By Jim Costello on March 8th, 2022
Less than a month ago, hundreds of real estate industry professionals gathered in San Diego for the Mortgage Bankers Association CREF22 conference which was, for many, the first in-person event since the onset of the pandemic. Participants were optimistic coming off a frenetic pace of mortgage originations in 2021, but there was an undercurrent of concern over future moves by the Federal Reserve and the impact on mortgage rates. At the time, the tensions between Ukraine and Russia were only a side conversation.
Much has changed since then. Russia’s invasion of its sovereign neighbor on February 24 has forced market participants to recalibrate their expectations for inflation, policy changes at the Fed, and trends in economic growth. Despite the uncertainty that is present, market participants need to remain active and make decisions.
Scenario analysis can help with these big unknowns. Team members here at MSCI in a February 28 analysis (before the recent dramatic oil price spikes) looked at scenarios around the impact of the war in Ukraine, with high-yield credit spreads moving up anywhere from 60 to 150 bps from before the conflict. Such changes in the high-yield debt markets would imply more challenging financing situations ahead for commercial real estate.
One thing we can make sense of today, however, is the impact of what the Fed will do next. At the MBA CREF22 conference, there was fear expressed around the topic of what happens when the Fed balance sheet begins to be unwound. While not a perfect analog to the current situation, we can look to a period before the pandemic when the Fed balance sheet was shrinking for some guidance.
The Fed’s balance sheet shrank by $756 billion in peak-to-trough movements between 2015 and 2019. The mechanism of buying up assets in the credit markets to stabilize market pricing was no longer needed by 2015 and the fed funds rate began to creep upward as well. In this 2015-19 time frame, commercial property investment continued, and mortgage rates were manageable.
With support from the Fed fading, there was a steady uptick in interest rates with the 10yr UST climbing from a low of 1.5% in July of 2016 up to 3.2% by October of 2018. In that time frame, mortgage rates for commercial and apartment properties moved some, but the general trend was for a narrowing of the spread between mortgage rates and interest rates. What had been a roughly 280 basis points spread for commercial mortgages in 2016 narrowed to 200 bps by 2018. The spread for apartments narrowed from 230 bps to 170 bps.
Is there room for these spreads to tighten further if the 10yr UST continues to climb? During the depths of the Covid crisis in 2020, the spread between mortgage rates and the 10yr UST hit a pandemic-era high of 330 bps for commercial properties and 290 bps for apartments. This spread narrowed into Q4 2021 as the 10yr UST climbed, hitting 220 bps for commercial properties and 190 bps for apartment. Would lenders at least be willing to accept the same sort of narrower spreads seen in 2018? Perhaps, but economic conditions were different at that time.
The narrower spreads seen in 2018 came about in an environment where inflation was less of a challenge for the economy. The CPI grew at a 1.7% compound average growth rate from 2015 to 2018 versus a 7.5% year-over-year pace set in January of 2022. Again, scenario analysis may be helpful and one might think about the spreads to the 10yr UST that lenders may be able to accept under different conditions for economic growth moving forward. If the current strong pace of economic growth continues, would lenders accept a narrower spread than if the geopolitical turmoil spills over to undermine the real economy?

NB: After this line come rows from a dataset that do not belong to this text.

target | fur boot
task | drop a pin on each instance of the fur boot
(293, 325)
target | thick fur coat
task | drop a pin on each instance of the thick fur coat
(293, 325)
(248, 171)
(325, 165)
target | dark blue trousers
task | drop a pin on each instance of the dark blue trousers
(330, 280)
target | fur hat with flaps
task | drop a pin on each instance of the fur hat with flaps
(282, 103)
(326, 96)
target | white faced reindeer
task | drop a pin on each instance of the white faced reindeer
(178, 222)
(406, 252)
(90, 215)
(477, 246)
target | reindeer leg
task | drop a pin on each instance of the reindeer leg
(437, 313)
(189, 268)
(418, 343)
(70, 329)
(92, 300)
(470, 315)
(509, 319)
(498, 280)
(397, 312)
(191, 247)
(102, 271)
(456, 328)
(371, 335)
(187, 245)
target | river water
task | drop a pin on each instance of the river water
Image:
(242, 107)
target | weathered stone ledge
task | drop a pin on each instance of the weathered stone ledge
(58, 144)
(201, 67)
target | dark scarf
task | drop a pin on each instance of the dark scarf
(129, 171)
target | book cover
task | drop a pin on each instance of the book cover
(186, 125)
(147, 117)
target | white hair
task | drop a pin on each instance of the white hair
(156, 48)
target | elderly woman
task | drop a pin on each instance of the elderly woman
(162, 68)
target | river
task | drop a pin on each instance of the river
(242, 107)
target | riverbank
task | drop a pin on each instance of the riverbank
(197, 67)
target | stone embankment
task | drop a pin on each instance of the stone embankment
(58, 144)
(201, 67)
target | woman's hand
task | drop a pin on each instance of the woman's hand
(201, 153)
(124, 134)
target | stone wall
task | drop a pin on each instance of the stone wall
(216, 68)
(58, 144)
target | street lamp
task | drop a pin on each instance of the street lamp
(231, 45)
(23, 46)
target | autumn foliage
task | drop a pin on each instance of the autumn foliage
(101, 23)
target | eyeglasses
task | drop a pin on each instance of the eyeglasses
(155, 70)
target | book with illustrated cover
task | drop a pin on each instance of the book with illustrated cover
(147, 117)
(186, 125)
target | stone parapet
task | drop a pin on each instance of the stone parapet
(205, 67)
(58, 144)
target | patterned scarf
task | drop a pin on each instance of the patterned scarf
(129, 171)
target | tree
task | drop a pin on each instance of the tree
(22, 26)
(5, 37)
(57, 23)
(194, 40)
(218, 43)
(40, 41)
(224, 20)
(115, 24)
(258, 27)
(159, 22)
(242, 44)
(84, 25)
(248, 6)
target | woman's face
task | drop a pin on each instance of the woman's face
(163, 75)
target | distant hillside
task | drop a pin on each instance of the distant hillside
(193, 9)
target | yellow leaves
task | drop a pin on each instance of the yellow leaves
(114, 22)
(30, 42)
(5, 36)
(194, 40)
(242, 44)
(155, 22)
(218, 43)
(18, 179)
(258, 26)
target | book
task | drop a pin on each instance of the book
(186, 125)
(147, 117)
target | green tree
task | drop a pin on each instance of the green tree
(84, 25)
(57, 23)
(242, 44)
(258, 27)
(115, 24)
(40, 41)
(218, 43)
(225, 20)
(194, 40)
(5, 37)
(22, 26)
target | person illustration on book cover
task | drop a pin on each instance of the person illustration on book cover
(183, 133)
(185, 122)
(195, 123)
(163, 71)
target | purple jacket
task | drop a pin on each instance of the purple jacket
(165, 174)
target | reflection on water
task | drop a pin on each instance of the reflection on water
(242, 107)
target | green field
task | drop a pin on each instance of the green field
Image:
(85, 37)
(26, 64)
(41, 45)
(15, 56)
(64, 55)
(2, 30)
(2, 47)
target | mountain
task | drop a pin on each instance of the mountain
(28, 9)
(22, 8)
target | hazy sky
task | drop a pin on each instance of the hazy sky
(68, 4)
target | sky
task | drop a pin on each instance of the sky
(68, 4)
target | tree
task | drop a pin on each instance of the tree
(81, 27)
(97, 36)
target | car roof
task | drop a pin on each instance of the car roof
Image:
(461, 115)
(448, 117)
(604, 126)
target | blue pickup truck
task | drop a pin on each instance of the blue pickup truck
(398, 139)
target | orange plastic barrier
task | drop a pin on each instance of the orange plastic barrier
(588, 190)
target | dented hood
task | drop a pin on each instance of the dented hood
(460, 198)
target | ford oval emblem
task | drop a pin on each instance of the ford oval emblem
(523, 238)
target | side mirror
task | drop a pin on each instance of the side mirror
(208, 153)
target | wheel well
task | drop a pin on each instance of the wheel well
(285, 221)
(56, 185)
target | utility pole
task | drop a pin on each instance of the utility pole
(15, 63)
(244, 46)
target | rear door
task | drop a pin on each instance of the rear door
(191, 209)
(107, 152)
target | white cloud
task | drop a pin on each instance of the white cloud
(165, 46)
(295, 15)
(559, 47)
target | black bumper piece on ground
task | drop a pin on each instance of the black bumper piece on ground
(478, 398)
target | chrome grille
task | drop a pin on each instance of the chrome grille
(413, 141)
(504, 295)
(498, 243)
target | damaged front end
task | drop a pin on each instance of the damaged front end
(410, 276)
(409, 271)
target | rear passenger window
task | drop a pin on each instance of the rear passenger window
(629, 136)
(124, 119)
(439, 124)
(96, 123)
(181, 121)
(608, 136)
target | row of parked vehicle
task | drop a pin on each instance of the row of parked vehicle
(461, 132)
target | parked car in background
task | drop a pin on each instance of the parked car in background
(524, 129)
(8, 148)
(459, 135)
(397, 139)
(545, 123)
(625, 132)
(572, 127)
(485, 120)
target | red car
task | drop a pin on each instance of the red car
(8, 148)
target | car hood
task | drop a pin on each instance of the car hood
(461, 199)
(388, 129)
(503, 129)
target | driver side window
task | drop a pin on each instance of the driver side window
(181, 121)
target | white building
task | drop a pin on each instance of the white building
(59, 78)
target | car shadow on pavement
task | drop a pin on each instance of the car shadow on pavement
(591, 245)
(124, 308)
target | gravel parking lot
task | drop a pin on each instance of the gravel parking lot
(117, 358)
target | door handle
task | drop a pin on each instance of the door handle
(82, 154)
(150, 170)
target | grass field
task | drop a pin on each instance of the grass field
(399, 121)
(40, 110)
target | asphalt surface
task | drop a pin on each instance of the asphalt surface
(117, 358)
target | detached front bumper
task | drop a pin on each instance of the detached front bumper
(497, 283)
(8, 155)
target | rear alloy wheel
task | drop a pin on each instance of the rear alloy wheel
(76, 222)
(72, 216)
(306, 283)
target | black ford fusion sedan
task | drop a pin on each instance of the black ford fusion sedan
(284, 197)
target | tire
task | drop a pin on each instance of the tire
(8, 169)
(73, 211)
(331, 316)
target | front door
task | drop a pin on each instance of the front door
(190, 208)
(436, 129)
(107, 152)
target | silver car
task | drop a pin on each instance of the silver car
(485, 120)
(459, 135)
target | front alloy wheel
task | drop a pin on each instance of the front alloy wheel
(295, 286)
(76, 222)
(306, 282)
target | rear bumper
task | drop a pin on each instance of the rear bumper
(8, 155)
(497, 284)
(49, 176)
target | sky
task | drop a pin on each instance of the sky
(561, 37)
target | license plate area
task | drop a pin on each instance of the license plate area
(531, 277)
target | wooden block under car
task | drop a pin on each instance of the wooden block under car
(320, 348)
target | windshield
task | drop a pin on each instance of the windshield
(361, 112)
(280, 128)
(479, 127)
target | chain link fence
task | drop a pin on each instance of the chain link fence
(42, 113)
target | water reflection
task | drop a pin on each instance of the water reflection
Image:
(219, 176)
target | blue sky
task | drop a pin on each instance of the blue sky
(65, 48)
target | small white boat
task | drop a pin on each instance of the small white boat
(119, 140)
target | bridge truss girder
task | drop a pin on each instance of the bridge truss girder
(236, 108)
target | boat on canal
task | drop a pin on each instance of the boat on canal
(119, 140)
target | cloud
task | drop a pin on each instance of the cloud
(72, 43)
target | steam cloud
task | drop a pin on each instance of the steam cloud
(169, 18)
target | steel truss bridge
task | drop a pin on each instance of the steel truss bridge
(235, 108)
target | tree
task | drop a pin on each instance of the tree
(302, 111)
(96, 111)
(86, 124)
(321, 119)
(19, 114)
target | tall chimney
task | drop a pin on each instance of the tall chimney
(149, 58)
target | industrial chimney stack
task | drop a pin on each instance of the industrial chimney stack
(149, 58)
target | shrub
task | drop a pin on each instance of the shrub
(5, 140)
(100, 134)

The war in Ukraine has driven the fallout from the Covid-19 pandemic from the headlines. It was clear at the conference, however, that most market participants have moved beyond Covid even if it is not done with us. The desire to move back to a way of life like that seen before the pandemic may well include mortgage rates at the higher levels that dominated back then.

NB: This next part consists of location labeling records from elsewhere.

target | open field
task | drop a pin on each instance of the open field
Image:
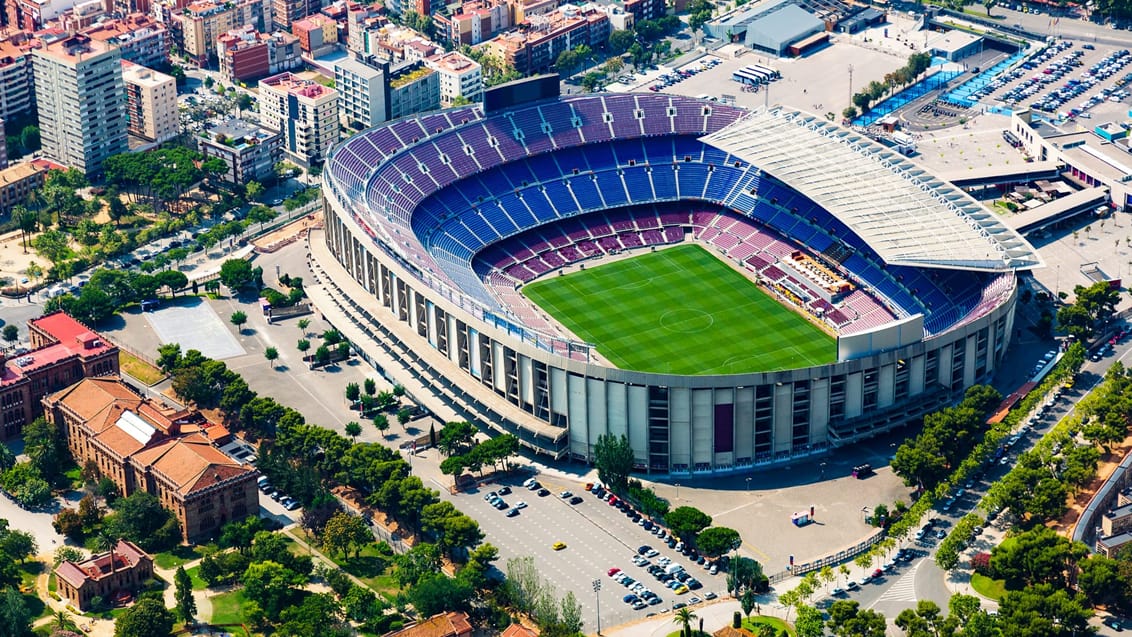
(682, 311)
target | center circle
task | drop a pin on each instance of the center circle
(686, 320)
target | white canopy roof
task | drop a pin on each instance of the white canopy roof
(902, 212)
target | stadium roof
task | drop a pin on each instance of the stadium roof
(902, 212)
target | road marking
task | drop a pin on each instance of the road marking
(903, 590)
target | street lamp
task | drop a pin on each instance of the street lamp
(597, 593)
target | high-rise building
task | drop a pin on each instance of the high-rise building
(374, 92)
(460, 76)
(306, 112)
(82, 102)
(17, 84)
(151, 103)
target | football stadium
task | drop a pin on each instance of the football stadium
(727, 287)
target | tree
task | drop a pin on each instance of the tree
(238, 319)
(186, 604)
(237, 274)
(271, 585)
(1043, 611)
(718, 540)
(614, 458)
(687, 522)
(684, 618)
(147, 618)
(436, 592)
(353, 430)
(344, 532)
(15, 617)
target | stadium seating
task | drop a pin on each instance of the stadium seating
(502, 198)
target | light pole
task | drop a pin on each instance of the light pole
(597, 593)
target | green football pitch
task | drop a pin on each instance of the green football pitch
(682, 311)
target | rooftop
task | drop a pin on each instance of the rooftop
(143, 76)
(126, 554)
(75, 49)
(907, 215)
(296, 85)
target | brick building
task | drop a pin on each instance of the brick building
(143, 445)
(63, 351)
(126, 568)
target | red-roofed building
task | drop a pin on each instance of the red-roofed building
(126, 568)
(143, 445)
(63, 351)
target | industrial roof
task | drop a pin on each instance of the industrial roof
(908, 216)
(782, 27)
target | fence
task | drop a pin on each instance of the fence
(830, 560)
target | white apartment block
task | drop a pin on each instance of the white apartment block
(460, 77)
(151, 103)
(82, 102)
(306, 112)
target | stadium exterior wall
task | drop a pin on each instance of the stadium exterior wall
(677, 424)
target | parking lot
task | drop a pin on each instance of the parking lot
(597, 537)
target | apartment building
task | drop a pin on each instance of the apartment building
(144, 445)
(63, 351)
(82, 102)
(250, 152)
(247, 56)
(140, 39)
(306, 112)
(151, 103)
(460, 77)
(316, 33)
(473, 23)
(537, 45)
(17, 83)
(200, 24)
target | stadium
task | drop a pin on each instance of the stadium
(728, 287)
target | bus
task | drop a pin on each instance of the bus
(770, 72)
(749, 76)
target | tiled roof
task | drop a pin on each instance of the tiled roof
(190, 463)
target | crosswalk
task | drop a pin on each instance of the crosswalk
(903, 590)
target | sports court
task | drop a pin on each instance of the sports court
(195, 326)
(682, 311)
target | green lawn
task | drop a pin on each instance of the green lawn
(195, 577)
(987, 587)
(774, 622)
(683, 311)
(228, 608)
(177, 557)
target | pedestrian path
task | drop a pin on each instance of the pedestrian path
(903, 590)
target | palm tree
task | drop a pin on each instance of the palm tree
(63, 621)
(684, 617)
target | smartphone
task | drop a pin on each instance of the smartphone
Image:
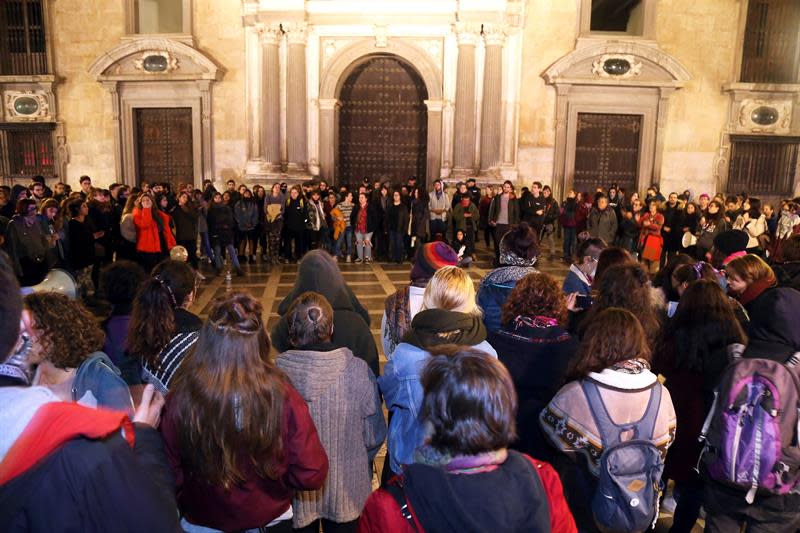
(583, 301)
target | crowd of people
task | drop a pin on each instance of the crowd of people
(528, 404)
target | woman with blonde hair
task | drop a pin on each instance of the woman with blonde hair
(449, 315)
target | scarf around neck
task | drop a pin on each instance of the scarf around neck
(434, 327)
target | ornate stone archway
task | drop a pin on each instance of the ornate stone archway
(338, 70)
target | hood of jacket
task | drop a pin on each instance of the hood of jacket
(319, 273)
(313, 373)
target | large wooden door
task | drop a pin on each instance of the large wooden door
(607, 151)
(164, 145)
(383, 123)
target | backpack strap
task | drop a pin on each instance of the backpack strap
(611, 432)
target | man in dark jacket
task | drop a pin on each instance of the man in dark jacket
(66, 467)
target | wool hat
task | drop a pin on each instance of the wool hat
(430, 258)
(731, 241)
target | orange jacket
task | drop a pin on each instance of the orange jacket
(147, 240)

There is plenty of competition for loan originations, a factor which might help lenders accept narrower mortgage spreads to interest rates. Nonetheless, with mortgage rate spreads today only 20-30 bps wider than the levels that dominated at the end of the last round of Fed tightening, there would simply be far less meat on the bone for lenders today at the current low mortgage rates.
Mike Savino contributed to this article.